0) Quick Setup
You can practice this lesson using SQLite (no server needed). For MySQL/PostgreSQL, you’ll typically use SQLAlchemy + a DB driver.
pip install pandas sqlalchemy
- PostgreSQL: pip install psycopg2-binary (or psycopg)
- MySQL: pip install pymysql (or mysqlclient)
- MS SQL: pip install pyodbc
1) What “SQL in Pandas” means
Pandas can talk to SQL databases so you can:
- Read SQL tables or query results into a DataFrame.
- Write a DataFrame back into a SQL table.
- Combine SQL (best for big joins/filters) + Pandas (best for flexible transformations).

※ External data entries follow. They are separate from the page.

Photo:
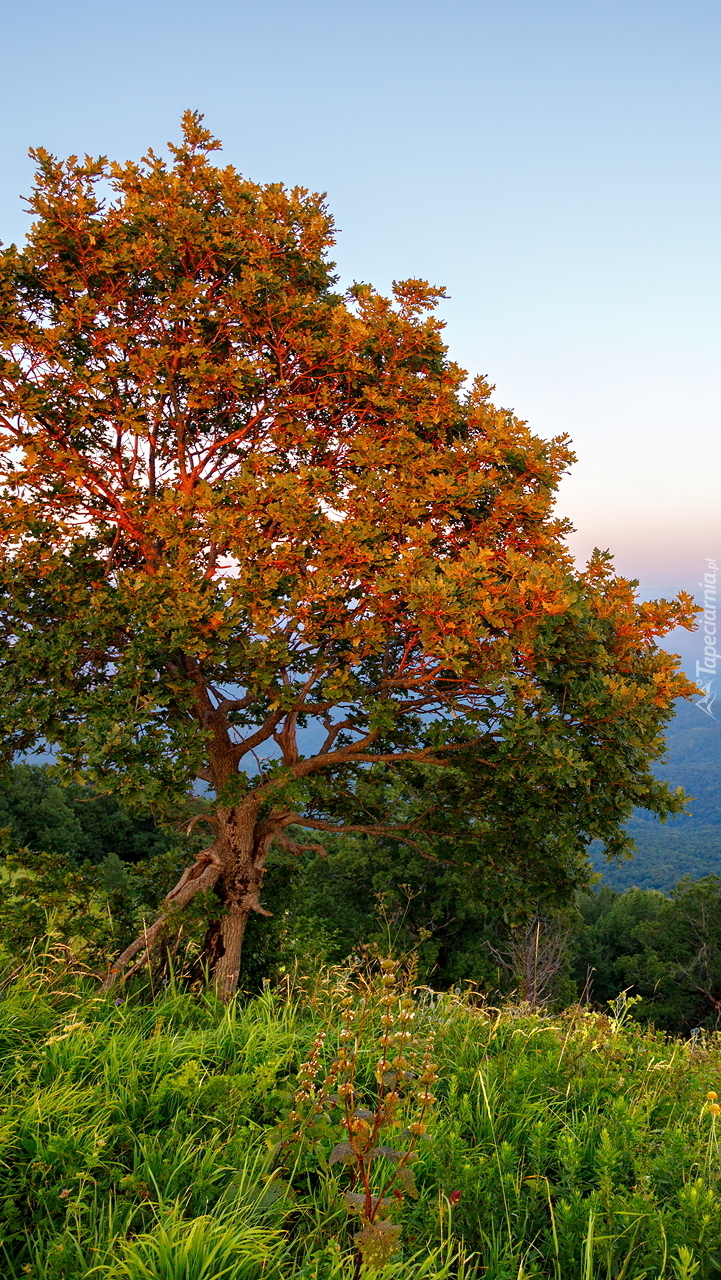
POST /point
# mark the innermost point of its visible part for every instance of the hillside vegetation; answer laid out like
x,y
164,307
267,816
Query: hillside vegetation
x,y
156,1139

Write df.to_sql(name, con) — writes a table
2) SQLite + pd.read_sql (no server needed)
SQLite is perfect for learning because it’s a single file DB (e.g., shop.db).

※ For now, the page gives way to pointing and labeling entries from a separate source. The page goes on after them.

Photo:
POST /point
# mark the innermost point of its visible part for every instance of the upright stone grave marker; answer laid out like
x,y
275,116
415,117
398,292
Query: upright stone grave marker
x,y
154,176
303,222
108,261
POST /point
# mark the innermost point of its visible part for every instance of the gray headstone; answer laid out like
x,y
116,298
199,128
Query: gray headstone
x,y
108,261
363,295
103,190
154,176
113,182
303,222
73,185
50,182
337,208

2.1 Create a sample database + tables
import sqlite3
import pandas as pd
# Create (or open) a database file
con = sqlite3.connect("shop.db")
# Create tables + sample data
con.executescript("""
DROP TABLE IF EXISTS customers;
DROP TABLE IF EXISTS orders;
CREATE TABLE customers(
customer_id INTEGER PRIMARY KEY,
name TEXT NOT NULL,
city TEXT NOT NULL
);
CREATE TABLE orders(
order_id INTEGER PRIMARY KEY,
customer_id INTEGER NOT NULL,
amount REAL NOT NULL,
created_at TEXT NOT NULL,
FOREIGN KEY(customer_id) REFERENCES customers(customer_id)
);
INSERT INTO customers(name, city) VALUES
('Asha', 'Varanasi'),
('Ravi', 'Lucknow'),
('Neha', 'Delhi');
INSERT INTO orders(customer_id, amount, created_at) VALUES
(1, 399.0, '2026-01-10'),
(1, 1200.5,'2026-01-18'),
(2, 250.0, '2026-01-12'),
(3, 999.0, '2026-01-20');
""")
con.commit()
con.close()
2.2 Read a full table
import sqlite3
import pandas as pd
con = sqlite3.connect("shop.db")
df_customers = pd.read_sql("SELECT * FROM customers;", con)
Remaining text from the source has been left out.